How You Should Design ML Engineering Projects

April 7, 2021

This article originally appeared in Towards Data Science. You can read the full article below.

Machine learning engineering is hard, especially when developing products at high velocity, as is the case for us at Abnormal Security. Typical software engineering lifecycles often fail when developing ML systems.

Have you, or someone on your team, fallen into the endless ML experimentation twiddling paralysis? Found ML projects taking two or three times as long as expected? Pivoted from an elegant ML solution to something simple and limited to ship on time? If you answered yes to any of these questions, this article may be right for you.

The purpose of this article is to:

  1. Analyze why software engineering lifecycles fail for ML projects.
  2. Propose a solution with an accompanying design document template to help you and your team more effectively run ML projects.

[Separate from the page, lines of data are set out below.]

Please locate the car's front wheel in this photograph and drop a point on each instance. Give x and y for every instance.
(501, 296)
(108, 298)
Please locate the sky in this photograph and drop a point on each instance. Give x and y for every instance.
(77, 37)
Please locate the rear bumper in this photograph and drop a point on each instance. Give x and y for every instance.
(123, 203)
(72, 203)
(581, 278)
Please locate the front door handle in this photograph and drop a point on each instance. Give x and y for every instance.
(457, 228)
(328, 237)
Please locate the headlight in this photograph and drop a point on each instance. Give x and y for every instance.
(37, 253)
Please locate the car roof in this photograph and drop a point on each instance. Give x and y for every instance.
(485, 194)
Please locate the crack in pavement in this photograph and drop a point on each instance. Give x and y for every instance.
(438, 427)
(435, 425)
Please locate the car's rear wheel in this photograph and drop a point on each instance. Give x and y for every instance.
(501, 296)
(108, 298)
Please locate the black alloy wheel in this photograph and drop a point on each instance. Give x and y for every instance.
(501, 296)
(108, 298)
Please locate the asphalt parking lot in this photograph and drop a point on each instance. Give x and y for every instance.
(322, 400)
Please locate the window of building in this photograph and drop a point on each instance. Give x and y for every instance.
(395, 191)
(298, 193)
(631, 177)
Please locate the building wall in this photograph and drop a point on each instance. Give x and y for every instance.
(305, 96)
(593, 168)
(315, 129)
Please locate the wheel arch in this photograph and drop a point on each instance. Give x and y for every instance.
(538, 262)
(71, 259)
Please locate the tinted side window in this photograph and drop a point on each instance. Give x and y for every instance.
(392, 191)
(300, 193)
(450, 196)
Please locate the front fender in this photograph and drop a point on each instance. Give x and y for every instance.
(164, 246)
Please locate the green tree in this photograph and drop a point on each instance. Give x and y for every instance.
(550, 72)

Software and Data Science Project Lifecycles

Typical software engineering projects are about developing code and systems. They might go something like this:

A typical software engineering project goes like this: (1) identify a product or infrastructure problem (2) discuss and design the software system to solve the problem (maybe with a crawl/walk/run) (3) break the problem into pieces and implement over the course of days, weeks, or months often using agile development processes (4) push into production and monitor (5) go back to the beginning of the cycle to improve the system as necessary.

This lifecycle is clearly not what happens for ML engineering projects. What about data experimentation? What about model training and evaluation?

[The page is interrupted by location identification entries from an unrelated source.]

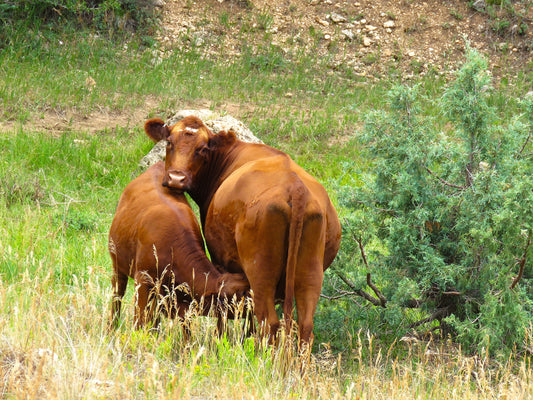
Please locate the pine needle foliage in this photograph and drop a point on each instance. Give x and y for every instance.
(452, 213)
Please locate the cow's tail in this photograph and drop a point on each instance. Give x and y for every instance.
(298, 201)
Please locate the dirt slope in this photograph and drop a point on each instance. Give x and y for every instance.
(370, 36)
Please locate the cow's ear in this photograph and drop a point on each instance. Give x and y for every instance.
(222, 139)
(156, 129)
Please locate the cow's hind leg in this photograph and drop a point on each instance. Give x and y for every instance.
(146, 301)
(262, 250)
(119, 281)
(310, 275)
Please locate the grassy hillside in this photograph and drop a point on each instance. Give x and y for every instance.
(59, 189)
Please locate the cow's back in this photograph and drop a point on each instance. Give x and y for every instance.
(266, 185)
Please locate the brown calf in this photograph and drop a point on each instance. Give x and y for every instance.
(156, 240)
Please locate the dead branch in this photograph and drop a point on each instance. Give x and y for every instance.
(361, 292)
(445, 182)
(525, 143)
(521, 263)
(382, 299)
(439, 314)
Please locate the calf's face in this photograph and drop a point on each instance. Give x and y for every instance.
(187, 150)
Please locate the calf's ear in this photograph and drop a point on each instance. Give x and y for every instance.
(156, 129)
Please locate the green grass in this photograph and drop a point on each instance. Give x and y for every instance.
(58, 194)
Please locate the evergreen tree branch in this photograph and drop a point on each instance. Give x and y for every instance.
(438, 314)
(360, 292)
(521, 263)
(382, 299)
(445, 182)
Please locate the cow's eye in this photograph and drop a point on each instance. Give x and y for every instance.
(202, 151)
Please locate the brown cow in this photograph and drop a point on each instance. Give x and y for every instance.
(261, 214)
(156, 240)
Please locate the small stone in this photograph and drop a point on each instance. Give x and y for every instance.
(348, 34)
(337, 18)
(322, 22)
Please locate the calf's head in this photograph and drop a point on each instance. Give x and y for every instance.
(187, 149)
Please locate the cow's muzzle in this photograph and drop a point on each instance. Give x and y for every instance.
(176, 180)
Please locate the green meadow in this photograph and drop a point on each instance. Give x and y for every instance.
(59, 190)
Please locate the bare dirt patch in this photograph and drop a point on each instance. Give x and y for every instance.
(368, 36)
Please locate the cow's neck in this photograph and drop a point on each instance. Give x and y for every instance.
(222, 163)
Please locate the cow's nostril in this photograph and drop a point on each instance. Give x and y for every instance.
(175, 179)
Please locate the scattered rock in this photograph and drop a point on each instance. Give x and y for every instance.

Maybe we should look toward data science research projects and see if their lifecycle is more suited.

A data science research project might go like this: (1) identify a question that can be answered with data (2) design experiments (3) wrangle data (4) evaluate hypotheses with data analysis or modeling (5) publish results or trained models.

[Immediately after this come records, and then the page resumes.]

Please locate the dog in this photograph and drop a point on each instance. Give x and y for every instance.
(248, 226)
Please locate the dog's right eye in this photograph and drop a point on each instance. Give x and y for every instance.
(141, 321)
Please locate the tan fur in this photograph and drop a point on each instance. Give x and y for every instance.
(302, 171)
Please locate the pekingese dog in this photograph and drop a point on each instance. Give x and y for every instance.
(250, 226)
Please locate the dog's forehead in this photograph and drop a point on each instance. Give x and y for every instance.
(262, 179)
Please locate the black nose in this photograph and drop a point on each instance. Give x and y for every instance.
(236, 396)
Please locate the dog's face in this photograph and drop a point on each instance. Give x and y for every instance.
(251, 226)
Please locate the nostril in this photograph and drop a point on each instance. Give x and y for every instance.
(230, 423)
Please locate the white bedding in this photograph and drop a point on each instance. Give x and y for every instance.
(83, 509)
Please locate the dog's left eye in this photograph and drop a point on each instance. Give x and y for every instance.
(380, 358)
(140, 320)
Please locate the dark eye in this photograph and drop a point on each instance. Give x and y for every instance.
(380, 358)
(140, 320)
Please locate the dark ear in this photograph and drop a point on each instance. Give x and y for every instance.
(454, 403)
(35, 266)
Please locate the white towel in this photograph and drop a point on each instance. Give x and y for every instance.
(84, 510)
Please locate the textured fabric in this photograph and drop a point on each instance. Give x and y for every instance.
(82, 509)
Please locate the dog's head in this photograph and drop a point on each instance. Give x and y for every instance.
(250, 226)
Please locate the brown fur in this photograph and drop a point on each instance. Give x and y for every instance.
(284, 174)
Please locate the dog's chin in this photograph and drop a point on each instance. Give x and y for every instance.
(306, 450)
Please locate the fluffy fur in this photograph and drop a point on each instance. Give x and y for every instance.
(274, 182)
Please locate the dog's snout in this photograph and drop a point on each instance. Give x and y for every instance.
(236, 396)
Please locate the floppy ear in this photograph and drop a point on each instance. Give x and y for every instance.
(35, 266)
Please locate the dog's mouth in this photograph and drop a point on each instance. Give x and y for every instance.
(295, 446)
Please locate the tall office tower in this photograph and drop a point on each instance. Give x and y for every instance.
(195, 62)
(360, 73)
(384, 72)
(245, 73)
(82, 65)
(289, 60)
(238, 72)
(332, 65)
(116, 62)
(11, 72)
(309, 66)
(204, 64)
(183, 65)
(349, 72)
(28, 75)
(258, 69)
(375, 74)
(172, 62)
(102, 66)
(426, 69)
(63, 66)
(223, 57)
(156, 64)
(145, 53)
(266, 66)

This lifecycle doesn’t seem right either. Pure data science research projects are about answering questions and not about building systems. What’s the middle ground?

Understanding Machine Learning Engineering

Machine learning engineering is at a unique crossroads between data science and software engineering. ML engineers will have trouble operating in a software engineering organization if you try to force everyone to operate in the typical software development lifecycle. On the other hand, operating a machine learning team like a pure data science or research team will result in nothing getting shipped to production.

ML engineers can get frustrated when they commit to a project that requires experimentation. When they inevitably have false starts because data does not support their initial hypothesis or because wrangling the data is much more difficult than anticipated, they start falling behind committed timelines. This sense of falling behind results in a feeling that a crucial part of their job—experimentation—feels like a constant failure compared to their colleagues working on software engineering tasks.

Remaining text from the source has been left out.